Pellegrini also worked with Konami, where he was involved with some of the company’s most successful arcade games. He traveled to Japan to supervise their engineering teams while negotiating all character licensing for titles including Teenage Mutant Ninja Turtles and The Simpsons.
He designed, developed and manufactured many popular arcade games with his brother, Ed, including Police Trainer, Pub Time Darts, Capcom Bowling, Bozo’s Buckets, and the Regatta CD jukebox.

After five years working with Sega, expanding that company’s presence in Latin America, Pellegrini left to join his brother at Team Play. Together, they produced several award-winning games including Star Trek Voyager, Fishbowl Frenzy and Launch Code.
He passed away in 2021 after contracting Covid-19. “I had the pleasure of not only knowing him for over 35 years as an industry colleague, I also had the honor of working with him at Sega,” said AAMA Executive VP Pete Gustafson. “His integrity was beyond reproach. I found him to be wickedly intelligent and incredibly generous, someone with an acerbic sense of humor that could lighten a board room regardless of how intense the conversation taking place may have been.”

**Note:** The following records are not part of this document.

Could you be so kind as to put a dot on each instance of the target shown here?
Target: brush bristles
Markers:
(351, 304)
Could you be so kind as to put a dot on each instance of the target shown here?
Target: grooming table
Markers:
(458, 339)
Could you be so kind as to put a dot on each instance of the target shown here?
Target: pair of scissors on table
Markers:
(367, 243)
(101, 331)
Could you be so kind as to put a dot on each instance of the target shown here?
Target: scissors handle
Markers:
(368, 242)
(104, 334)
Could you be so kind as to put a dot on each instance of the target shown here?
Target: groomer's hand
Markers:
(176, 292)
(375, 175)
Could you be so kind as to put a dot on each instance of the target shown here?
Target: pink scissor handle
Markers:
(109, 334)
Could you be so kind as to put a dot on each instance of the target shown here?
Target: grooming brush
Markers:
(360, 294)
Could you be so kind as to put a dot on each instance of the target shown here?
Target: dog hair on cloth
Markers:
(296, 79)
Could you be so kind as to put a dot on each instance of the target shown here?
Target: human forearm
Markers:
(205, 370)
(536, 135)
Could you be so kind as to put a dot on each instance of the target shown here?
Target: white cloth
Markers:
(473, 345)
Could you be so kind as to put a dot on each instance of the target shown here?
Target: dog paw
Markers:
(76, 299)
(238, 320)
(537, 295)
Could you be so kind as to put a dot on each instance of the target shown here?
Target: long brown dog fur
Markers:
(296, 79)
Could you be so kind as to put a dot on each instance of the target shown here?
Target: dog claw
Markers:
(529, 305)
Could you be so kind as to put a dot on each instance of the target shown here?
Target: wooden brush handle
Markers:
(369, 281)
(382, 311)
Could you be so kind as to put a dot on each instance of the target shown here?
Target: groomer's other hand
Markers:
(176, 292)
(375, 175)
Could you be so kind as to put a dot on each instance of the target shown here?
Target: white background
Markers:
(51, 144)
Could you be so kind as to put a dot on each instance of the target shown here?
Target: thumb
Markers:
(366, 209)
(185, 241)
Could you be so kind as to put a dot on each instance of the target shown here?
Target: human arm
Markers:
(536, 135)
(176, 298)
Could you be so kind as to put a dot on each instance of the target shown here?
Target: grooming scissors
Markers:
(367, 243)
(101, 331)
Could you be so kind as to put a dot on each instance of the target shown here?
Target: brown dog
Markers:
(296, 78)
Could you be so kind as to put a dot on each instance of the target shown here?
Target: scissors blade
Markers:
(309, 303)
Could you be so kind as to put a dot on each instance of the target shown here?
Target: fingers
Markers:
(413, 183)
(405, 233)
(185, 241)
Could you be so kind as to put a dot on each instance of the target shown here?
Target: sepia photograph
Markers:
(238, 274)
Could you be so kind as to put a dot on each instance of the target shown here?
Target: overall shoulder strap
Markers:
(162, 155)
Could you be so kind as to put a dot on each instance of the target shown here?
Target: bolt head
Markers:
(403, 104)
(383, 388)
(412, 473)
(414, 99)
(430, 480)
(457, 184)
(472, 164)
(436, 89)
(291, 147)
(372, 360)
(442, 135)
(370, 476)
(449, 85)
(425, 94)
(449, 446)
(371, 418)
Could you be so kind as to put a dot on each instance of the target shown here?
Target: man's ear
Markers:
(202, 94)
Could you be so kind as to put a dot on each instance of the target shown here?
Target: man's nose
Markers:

RePlay Publisher Eddie Adlum, too, recalled a memory: “Frankie Pellegrini and I hooked up one day when the Southern California distributors were having their post-AMOA show open houses. Since I lived in that city, I had my car parked down on Pico Blvd. by Bettelman’s place and we both hopped in and took off to Betson’s to show our faces down there. Frank was with Konami then and the ad guy. So, I took the opportunity to ask what ad he intended running in our next issue. He said he hadn’t figured that out yet. So, to give him a chance to figure that out, I started driving real slow down Pico Blvd. After a mile or so, he caught on to the game and told me to repeat an ad he’d run with us before, which was still valid. Then we took off for Betson’s.”